The way I interpret this is that she, a fairly typical middle class immigrant American, has lost faith in the traditional American Dream, which in many ways she epitomises. I wonder if this isn't the fundamental reason for the nation's shift to left while anti-government and libertarian instincts remain strong. If so, it seems to me that the right needs to restore this faith (and the sense of economic security it provides) or the nation will become increasingly socialist (and thus ever more like those suspicious Europeans.) And it had better be a more sustainable effort than the monetary-laxity on steroids faux-affluence of the Bush era.
G

John Craig said...

I think a lot of people have moved in your mother-in-law's direction, but maintaining her instincts.

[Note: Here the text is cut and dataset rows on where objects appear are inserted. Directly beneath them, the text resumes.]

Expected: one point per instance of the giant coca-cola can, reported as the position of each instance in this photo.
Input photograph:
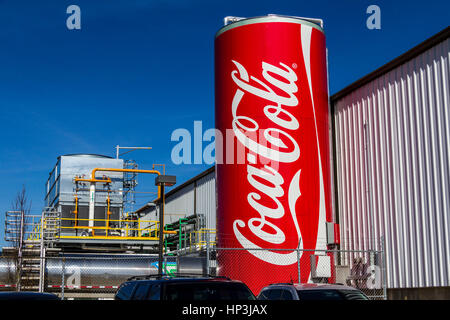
(273, 178)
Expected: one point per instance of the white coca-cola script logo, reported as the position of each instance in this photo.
(277, 112)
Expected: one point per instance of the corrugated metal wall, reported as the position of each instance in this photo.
(392, 140)
(181, 203)
(206, 199)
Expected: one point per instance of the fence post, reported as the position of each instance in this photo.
(383, 248)
(207, 254)
(62, 277)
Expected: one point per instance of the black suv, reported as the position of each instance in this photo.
(183, 289)
(310, 291)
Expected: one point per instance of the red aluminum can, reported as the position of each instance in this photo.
(273, 159)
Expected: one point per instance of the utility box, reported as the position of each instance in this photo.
(320, 266)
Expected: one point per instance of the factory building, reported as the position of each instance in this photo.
(392, 164)
(391, 141)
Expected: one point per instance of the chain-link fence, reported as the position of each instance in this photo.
(99, 276)
(364, 270)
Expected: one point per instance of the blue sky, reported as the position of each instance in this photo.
(138, 70)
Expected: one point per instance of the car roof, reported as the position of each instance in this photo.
(202, 279)
(314, 286)
(27, 295)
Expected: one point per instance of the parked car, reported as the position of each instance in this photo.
(25, 295)
(310, 291)
(184, 289)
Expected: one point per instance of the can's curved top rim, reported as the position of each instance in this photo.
(264, 19)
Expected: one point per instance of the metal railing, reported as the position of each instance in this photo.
(125, 229)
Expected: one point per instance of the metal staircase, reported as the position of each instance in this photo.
(31, 237)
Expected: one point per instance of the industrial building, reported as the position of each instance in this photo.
(85, 240)
(391, 134)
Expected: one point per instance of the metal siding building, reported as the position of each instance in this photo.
(196, 196)
(392, 141)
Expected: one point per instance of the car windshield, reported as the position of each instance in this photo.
(208, 291)
(331, 294)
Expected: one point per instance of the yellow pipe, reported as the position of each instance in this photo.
(76, 209)
(107, 180)
(127, 170)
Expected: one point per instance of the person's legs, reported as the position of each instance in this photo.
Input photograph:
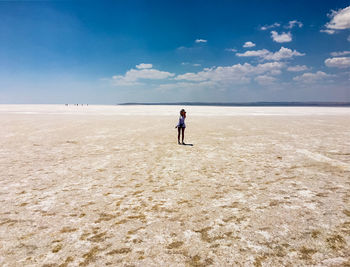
(183, 134)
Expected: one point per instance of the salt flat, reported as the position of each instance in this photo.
(108, 185)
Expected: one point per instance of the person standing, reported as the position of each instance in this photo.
(181, 127)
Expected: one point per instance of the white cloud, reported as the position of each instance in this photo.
(144, 66)
(249, 44)
(328, 31)
(254, 53)
(283, 53)
(133, 76)
(266, 27)
(340, 19)
(239, 73)
(293, 23)
(337, 54)
(338, 62)
(265, 79)
(297, 68)
(231, 49)
(281, 38)
(312, 77)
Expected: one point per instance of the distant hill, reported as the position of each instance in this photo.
(250, 104)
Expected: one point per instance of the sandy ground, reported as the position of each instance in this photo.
(106, 186)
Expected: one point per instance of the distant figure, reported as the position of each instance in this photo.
(181, 127)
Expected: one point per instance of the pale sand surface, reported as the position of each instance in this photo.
(108, 185)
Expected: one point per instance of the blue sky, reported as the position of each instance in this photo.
(107, 52)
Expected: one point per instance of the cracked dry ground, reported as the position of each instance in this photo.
(102, 190)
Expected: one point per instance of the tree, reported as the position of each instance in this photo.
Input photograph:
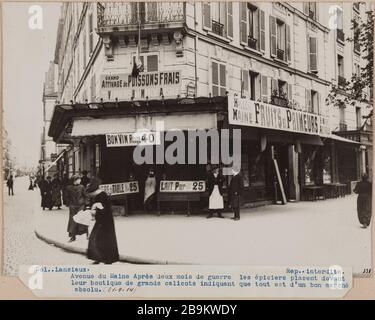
(355, 91)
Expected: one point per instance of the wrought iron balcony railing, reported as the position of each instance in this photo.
(341, 81)
(340, 35)
(252, 43)
(217, 28)
(116, 14)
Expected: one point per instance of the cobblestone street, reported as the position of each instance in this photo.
(21, 246)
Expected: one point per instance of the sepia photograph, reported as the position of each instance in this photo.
(187, 133)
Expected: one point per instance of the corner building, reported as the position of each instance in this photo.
(199, 60)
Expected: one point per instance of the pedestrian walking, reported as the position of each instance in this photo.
(236, 187)
(31, 185)
(215, 189)
(364, 201)
(76, 199)
(10, 184)
(56, 192)
(150, 191)
(45, 186)
(102, 245)
(85, 180)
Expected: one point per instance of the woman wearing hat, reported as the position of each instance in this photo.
(215, 190)
(76, 200)
(102, 242)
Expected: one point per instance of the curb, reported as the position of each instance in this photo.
(123, 258)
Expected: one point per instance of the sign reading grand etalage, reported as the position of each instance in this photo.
(146, 84)
(245, 112)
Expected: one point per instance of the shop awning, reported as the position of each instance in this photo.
(90, 126)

The problem with our recent administrations have been, they either favor the rich or the poor. Either way, the middle class gets screwed. Under Bush's SEC, Wall Street ran wild and created havoc for the overall economy, then he practiced a form of corporate socialism which benefited the rich people who work there.

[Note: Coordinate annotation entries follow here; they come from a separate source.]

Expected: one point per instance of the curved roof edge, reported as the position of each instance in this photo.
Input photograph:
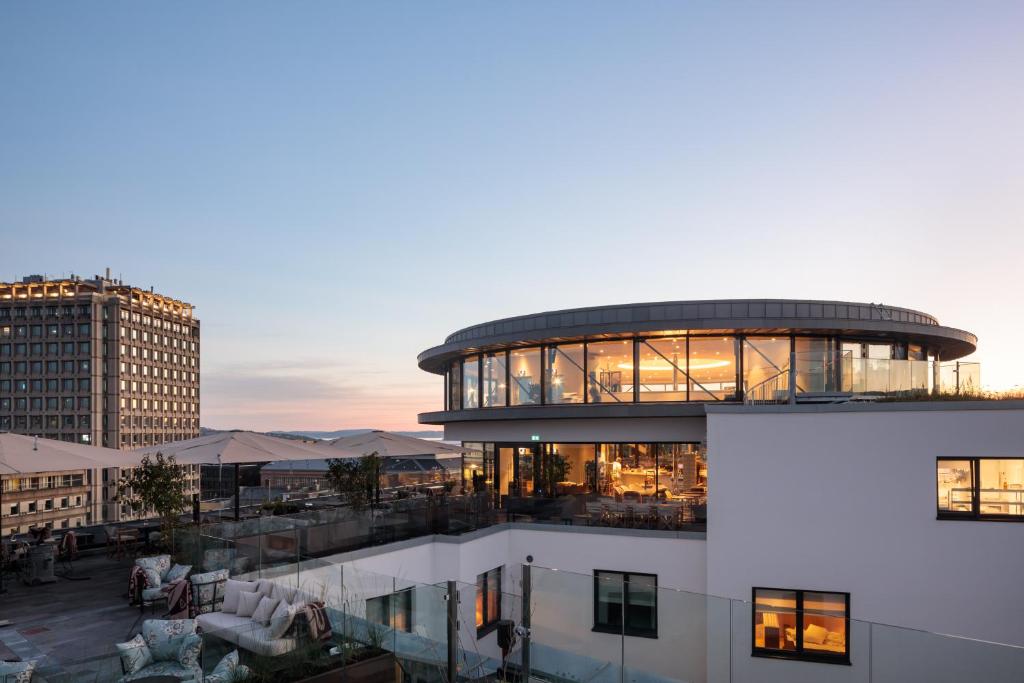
(744, 315)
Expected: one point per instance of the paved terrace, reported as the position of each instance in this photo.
(71, 625)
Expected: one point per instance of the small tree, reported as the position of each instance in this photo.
(157, 485)
(357, 479)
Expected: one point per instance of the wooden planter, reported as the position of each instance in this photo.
(378, 669)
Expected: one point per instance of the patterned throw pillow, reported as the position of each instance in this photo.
(226, 670)
(135, 654)
(189, 649)
(152, 578)
(177, 572)
(162, 563)
(165, 636)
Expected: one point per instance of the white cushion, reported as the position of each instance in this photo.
(284, 593)
(224, 626)
(264, 610)
(265, 588)
(258, 640)
(283, 616)
(248, 602)
(231, 590)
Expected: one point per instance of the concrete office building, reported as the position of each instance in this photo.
(95, 361)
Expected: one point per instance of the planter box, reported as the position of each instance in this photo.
(380, 669)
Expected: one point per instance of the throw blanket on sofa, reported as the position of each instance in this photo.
(320, 625)
(136, 582)
(179, 602)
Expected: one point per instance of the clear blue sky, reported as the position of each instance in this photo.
(336, 186)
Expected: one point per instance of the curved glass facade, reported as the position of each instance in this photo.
(664, 368)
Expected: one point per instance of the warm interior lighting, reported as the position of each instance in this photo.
(662, 366)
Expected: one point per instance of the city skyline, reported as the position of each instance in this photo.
(338, 188)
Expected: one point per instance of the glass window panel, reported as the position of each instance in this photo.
(813, 364)
(765, 357)
(954, 479)
(480, 589)
(663, 369)
(824, 623)
(563, 366)
(494, 595)
(495, 371)
(1001, 486)
(472, 468)
(713, 368)
(471, 382)
(524, 473)
(775, 620)
(524, 377)
(572, 466)
(609, 372)
(455, 386)
(681, 471)
(608, 612)
(641, 604)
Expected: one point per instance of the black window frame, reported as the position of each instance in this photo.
(799, 654)
(624, 629)
(489, 621)
(391, 604)
(975, 513)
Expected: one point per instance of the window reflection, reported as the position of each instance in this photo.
(1001, 486)
(455, 386)
(471, 382)
(765, 357)
(712, 368)
(955, 489)
(524, 377)
(609, 372)
(663, 369)
(571, 468)
(774, 617)
(495, 368)
(563, 366)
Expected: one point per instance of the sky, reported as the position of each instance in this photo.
(337, 186)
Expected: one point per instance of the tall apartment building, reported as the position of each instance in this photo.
(100, 363)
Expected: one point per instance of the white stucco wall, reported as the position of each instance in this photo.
(846, 501)
(563, 604)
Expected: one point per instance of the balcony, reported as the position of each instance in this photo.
(820, 378)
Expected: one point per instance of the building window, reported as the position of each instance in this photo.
(471, 382)
(980, 488)
(524, 377)
(563, 374)
(495, 385)
(488, 601)
(626, 603)
(801, 625)
(394, 610)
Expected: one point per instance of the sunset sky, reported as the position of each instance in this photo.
(337, 186)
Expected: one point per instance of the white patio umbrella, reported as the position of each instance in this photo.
(29, 455)
(390, 444)
(26, 455)
(238, 447)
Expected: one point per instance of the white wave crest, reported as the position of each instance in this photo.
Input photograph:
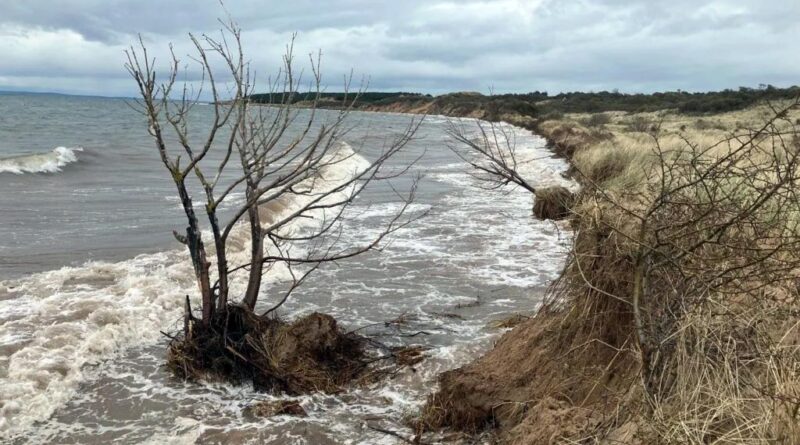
(54, 323)
(49, 162)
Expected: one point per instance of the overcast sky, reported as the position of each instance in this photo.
(433, 46)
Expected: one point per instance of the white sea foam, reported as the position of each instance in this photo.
(471, 243)
(54, 323)
(48, 162)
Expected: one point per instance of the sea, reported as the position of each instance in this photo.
(91, 277)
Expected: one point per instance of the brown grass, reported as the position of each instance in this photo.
(725, 364)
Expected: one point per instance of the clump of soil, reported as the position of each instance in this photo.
(266, 408)
(537, 387)
(309, 354)
(553, 203)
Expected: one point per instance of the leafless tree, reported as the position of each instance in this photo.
(491, 151)
(280, 157)
(697, 267)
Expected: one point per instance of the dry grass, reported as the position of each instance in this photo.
(718, 342)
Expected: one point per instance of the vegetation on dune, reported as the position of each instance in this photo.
(675, 318)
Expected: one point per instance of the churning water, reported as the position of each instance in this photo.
(89, 275)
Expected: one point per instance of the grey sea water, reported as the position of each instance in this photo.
(90, 273)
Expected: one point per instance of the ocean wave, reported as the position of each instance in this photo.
(53, 323)
(48, 162)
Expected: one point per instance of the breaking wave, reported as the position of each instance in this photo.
(47, 162)
(53, 323)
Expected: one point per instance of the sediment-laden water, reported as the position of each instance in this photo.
(90, 275)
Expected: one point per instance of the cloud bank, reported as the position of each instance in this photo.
(76, 46)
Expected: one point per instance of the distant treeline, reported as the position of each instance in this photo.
(363, 98)
(541, 104)
(682, 101)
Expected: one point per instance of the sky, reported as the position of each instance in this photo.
(429, 46)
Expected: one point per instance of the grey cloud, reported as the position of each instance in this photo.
(430, 46)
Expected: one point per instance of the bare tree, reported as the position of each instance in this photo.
(280, 157)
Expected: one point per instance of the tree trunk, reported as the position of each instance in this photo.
(222, 262)
(197, 251)
(256, 256)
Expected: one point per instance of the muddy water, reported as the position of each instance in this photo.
(80, 351)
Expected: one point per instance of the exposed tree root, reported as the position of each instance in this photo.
(309, 354)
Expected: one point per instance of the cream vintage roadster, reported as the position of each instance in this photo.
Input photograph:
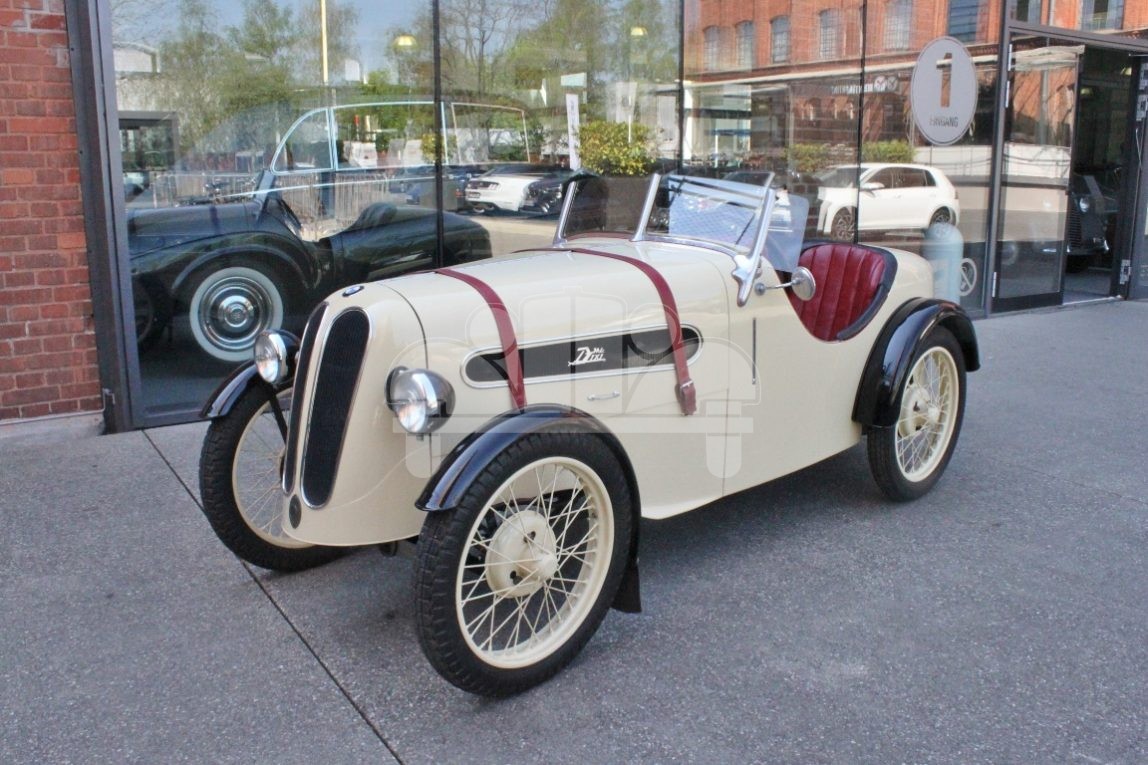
(517, 418)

Obama is a weird mix. Look at his background and it is clear that all of his basic sympathies are far left. At the same time he feels that he has to repay those who contributed money to his election campaign, and that includes Goldman Sachs, JP Morgan, etc. And his economic advisors are mostly Wall Street types. So that makes him look centrist. But I believe that if he could wave a magic wand and do so, he would socialize this country to mostly benefit the people whose community he organized on the South Side of Chicago. The problem for him is, he knew he'd have to run as a centrist with a lot of vague slogans (like "hope and change") in order to get elected, and so he can't stray as far as he'd like from his campaign themes. Plus he's limited by what he can get past Congress, and by what he can get past the electorate if he wants to be reelected in '12. But he's already given Chrysler and GM to the unions, and his attempt to nationalize health care is a further redistributive shift, from rich and middle class to poor. He's not selling it as that, but that's what it is. Plus the projects funded by the stimulus bill are pretty much just a Democratic wish list. He even wants to give unions the right to make the workers' vote (on whether or not to unionize) public, i.e., expose them to intimidation from the union. But at the same time, he's listening to the ex-Wall Street types who are his economic advisors because he doesn't want the economy to go off the rails, and he's predisposed towards helping firms like Goldman because they contributed so much to his campaign. The leftists can point to this as evidence that he's not a socialist. But I think that at heart, that's what he is.

Anonymous said...

John,
Excellent post!! You hit the nail on the head. He is definitely a socialist or a marxist. The problem I have with him is that I wish he would just come out and say who he is and what his beliefs are. Let the american people judge him on that. If that were to occur his butt would be on the street before the door closed. Most of us grew up knowing, life isn't fair, but if you try hard and get a few breaks you just might make it. I don't know anyone who expects a handout from the government because they feel deserving of it.
Mad Dog

John Craig said...

Tom --
Thank you. Yes, Obama knew he would never be elected if he showed his true colors, which is why he disowned so many of his former compatriots like Ayers and Wright.

I'm all for welfare, or some sort of social safety net, for the disabled and for those temporarily out of work. But what Obama has in mind is something entirely different. He knows he can't push this country as far left as, say, Cuba, but that doesn't mean he wouldn't like to.